Sixth Circuit Grants Tennessee’s Request for En Banc Hearing on Abortion Law

In a rare move that led one judge to question the court’s “reputation for impartiality,” the Sixth Circuit on Friday decided to hear initial arguments regarding Tennessee’s 48-hour waiting period abortion law — which was struck down by a federal judge — in front of the entire court.

(AP Photo/Rick Bowmer)

CINCINNATI (CN) — Arguments in the appeal regarding a Tennessee law that requires a woman seeking an abortion to wait 48 hours before the procedure will be heard in front of the full Sixth Circuit, according to an order released on Friday by the court.

The 2015 law was struck down after a bench trial in a 136-page ruling by a federal judge in October 2020 following a challenge by the state’s abortion providers.

U.S. District Judge Bernard Friedman, a Reagan appointee and visiting judge sitting in the Middle District of Tennessee, called the two-day waiting period in the law “gratuitously demeaning,” and found it unconstitutional.

The state of Tennessee appealed to the Sixth Circuit, who in a surprising move granted its motion to have initial arguments in the case heard by the entirety of the court.

Traditionally, arguments are heard by a three-judge panel that decides the case, at which point the losing party is able to petition for a rehearing in front of the en banc court.

Friday’s order was sparse, and stated simply that the petition for an en banc hearing was “circulated to all active judges of this court,” with “a majority of judges of this court having favored the suggestion.”

Not so subtle, however, was the dissent of U.S. Circuit Judge Karen Moore, a Bill Clinton appointee who objected to the disruption of the court’s traditional processes.

Moore cited statutory law, the Federal Rules of Appellate Procedure, and the Sixth Circuit’s “internal operating procedures” as imperatives that almost always require cases to be heard initially in front of a three-judge panel.

“It also comes from common sense,” she said. “‘Panel decisions refine, narrow, and focus issues before the court.’ Even with a panel decision to work from, hearing a case en banc is ‘a rarely satisfying, often unproductive, always inefficient process.'”

Moore refused to mince words in her dissent, and said her colleagues’ decision “lacks a principled basis and tarnishes this court’s reputation for impartiality and independence.”

Moore sat on the panel that denied Tennessee’s petition for a stay of the lower court’s ruling pending the outcome of the appeal, and questioned the actions of another judge on that panel, U.S. Circuit Judge Amul Thapar, a Trump appointee.

“Judge Thapar disagreed [with the panel’s decision],” she said. “So vehemently did he disagree that he called for ‘immediate correction’ of the stay order, urging appellants to seek initial hearing en banc.

“Appellants readily obliged, filing a petition for initial hearing en banc. By granting that petition, a majority of this court has sent a dubious message about its willingness to invoke that extraordinary — and extraordinarily disfavored — procedure in ideologically charged cases.”

Moore opined the vote was the outcome of a prediction by the majority “that the panel would reach a conclusion on the merits of the case that a majority of the en banc court disagrees with. That prediction is a dangerous one.”

In a scathing conclusion, she lamented the court’s decision to “wield [its] en banc authority so indiscriminately,” and pointed out that any perceived error in a panel’s decision is meant “to be cured through rehearing en banc. Alas, it seems to me that we have moved on to sorrier times.”

“Appellants,” she continued, “have unabashedly sought to avoid panel review of the merits in a case involving a controversial issue because they dislike its panel’s composition and the panel’s resolution of the stay motion.

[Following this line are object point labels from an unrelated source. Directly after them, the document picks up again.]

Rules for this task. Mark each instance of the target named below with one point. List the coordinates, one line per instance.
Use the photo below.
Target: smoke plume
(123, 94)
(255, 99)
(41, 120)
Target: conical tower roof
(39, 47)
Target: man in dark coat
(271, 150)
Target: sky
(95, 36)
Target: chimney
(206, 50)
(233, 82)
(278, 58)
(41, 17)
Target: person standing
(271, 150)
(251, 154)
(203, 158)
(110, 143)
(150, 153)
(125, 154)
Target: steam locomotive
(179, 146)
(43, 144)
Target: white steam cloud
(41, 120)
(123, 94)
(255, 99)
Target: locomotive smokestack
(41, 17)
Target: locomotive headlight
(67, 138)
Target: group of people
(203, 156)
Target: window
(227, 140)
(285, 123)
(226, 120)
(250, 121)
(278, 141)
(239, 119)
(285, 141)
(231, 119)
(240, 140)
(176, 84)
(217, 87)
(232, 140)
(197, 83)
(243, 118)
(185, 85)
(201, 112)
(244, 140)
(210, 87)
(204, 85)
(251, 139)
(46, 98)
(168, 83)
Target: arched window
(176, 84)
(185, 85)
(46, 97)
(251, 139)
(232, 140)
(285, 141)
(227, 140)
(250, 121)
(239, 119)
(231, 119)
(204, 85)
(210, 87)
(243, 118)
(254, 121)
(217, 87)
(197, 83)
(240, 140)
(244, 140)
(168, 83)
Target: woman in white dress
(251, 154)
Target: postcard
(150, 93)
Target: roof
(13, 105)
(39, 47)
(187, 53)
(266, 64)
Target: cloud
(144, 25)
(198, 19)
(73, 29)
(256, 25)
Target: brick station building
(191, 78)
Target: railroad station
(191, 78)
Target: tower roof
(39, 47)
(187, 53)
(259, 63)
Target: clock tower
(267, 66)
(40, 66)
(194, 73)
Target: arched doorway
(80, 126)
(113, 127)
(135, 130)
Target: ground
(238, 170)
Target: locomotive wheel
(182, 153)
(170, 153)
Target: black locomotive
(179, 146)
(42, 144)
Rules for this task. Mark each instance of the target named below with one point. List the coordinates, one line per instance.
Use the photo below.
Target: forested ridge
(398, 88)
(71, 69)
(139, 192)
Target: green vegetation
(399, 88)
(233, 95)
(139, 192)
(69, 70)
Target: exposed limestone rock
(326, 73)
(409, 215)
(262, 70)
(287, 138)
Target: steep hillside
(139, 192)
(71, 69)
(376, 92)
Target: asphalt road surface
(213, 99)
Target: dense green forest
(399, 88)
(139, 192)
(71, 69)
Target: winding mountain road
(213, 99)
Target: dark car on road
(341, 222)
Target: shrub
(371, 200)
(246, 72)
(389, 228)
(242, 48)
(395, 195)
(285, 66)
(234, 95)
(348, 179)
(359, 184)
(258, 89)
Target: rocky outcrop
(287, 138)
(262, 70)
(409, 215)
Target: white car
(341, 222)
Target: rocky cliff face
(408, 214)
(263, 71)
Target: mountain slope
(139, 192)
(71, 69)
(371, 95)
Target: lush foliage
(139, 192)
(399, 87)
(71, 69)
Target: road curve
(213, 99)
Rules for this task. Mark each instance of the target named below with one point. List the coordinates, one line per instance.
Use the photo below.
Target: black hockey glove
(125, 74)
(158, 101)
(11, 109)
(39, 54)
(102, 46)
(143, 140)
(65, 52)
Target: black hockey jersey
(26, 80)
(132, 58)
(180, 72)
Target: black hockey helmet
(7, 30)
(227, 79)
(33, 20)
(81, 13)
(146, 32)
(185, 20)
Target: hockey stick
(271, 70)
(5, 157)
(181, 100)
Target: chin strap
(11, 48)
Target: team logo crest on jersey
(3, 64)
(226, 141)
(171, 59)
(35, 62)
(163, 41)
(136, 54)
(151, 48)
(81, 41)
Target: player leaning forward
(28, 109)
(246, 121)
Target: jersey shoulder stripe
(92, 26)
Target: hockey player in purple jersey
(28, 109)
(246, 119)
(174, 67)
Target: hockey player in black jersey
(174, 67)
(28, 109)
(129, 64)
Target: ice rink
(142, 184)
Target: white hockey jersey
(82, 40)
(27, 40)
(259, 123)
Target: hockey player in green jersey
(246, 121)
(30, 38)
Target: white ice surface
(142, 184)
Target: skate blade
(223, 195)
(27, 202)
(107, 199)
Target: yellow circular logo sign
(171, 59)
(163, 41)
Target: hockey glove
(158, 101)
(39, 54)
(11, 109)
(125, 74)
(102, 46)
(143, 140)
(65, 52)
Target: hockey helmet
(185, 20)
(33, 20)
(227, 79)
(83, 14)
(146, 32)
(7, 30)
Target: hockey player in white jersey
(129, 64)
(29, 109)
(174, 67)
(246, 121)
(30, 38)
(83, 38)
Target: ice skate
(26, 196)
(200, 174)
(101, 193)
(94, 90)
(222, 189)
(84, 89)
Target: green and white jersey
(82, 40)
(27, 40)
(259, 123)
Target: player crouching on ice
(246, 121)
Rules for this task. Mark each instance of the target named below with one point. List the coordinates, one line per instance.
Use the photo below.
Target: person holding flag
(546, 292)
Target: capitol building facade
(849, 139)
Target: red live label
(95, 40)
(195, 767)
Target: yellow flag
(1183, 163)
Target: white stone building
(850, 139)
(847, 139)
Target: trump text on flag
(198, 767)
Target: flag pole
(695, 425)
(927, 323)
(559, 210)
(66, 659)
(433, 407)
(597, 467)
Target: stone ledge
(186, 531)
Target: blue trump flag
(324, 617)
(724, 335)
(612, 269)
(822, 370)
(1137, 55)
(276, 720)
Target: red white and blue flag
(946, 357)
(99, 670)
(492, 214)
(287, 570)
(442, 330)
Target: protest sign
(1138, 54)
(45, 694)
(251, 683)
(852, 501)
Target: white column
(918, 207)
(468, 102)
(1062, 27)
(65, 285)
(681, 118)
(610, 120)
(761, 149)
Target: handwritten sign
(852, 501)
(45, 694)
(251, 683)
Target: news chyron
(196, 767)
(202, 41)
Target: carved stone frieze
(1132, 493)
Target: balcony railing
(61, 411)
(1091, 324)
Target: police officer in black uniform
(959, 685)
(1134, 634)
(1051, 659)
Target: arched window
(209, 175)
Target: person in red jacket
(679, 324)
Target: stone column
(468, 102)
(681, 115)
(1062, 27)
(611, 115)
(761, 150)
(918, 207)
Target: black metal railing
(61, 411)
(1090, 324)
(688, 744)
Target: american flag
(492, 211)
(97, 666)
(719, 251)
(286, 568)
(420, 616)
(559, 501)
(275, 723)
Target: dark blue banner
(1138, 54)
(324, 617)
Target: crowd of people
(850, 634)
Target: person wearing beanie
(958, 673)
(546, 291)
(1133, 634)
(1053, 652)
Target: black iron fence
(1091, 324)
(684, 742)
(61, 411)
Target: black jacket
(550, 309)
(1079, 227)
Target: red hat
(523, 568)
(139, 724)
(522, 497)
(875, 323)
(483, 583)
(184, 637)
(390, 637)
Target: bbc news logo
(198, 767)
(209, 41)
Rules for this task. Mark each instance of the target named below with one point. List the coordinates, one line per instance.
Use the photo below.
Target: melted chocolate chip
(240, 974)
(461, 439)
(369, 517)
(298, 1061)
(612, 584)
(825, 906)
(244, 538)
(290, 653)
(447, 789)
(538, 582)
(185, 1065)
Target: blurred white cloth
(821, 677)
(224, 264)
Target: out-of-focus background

In endorsing this game of procedural hopscotch, a majority of the en banc court has embarked on an unsettling course.”

The arguments in the case have yet to be scheduled, and Friday’s decision came on the heels of several briefs filed by amicus parties, including a group of medical professionals in support of Tennessee’s abortion providers, as well as the attorney generals of several other states.

The brief filed by healthcare providers pointed out the law would compound an already undue burden on women seeking an abortion in the state, especially considering only four cities have the facilities required to provide abortion care.

The medical providers argued the law will increase costs and the potential likelihood of complications for women seeking abortions, and that the waiting period “serves only to undermine patient autonomy and force physicians to question, or appear to question, their patients’ well-informed decisions.”

The states of Illinois, California, Colorado, Connecticut, Delaware, Hawaii, Maine, Maryland, Massachusetts, Michigan, Nevada, New Jersey, New Mexico, New York, Oregon, Rhode Island, Vermont, Virginia, Washington and the District of Columbia also filed a brief in support of the abortion providers.

The brief said the waiting period does not ensure informed consent, as Tennessee claims, but rather “increases the costs of accessing abortion … imposes serious burdens on women seeking to terminate pregnancies … and, in some cases, eliminat[es] a woman’s ability to exercise her constitutional right at all.”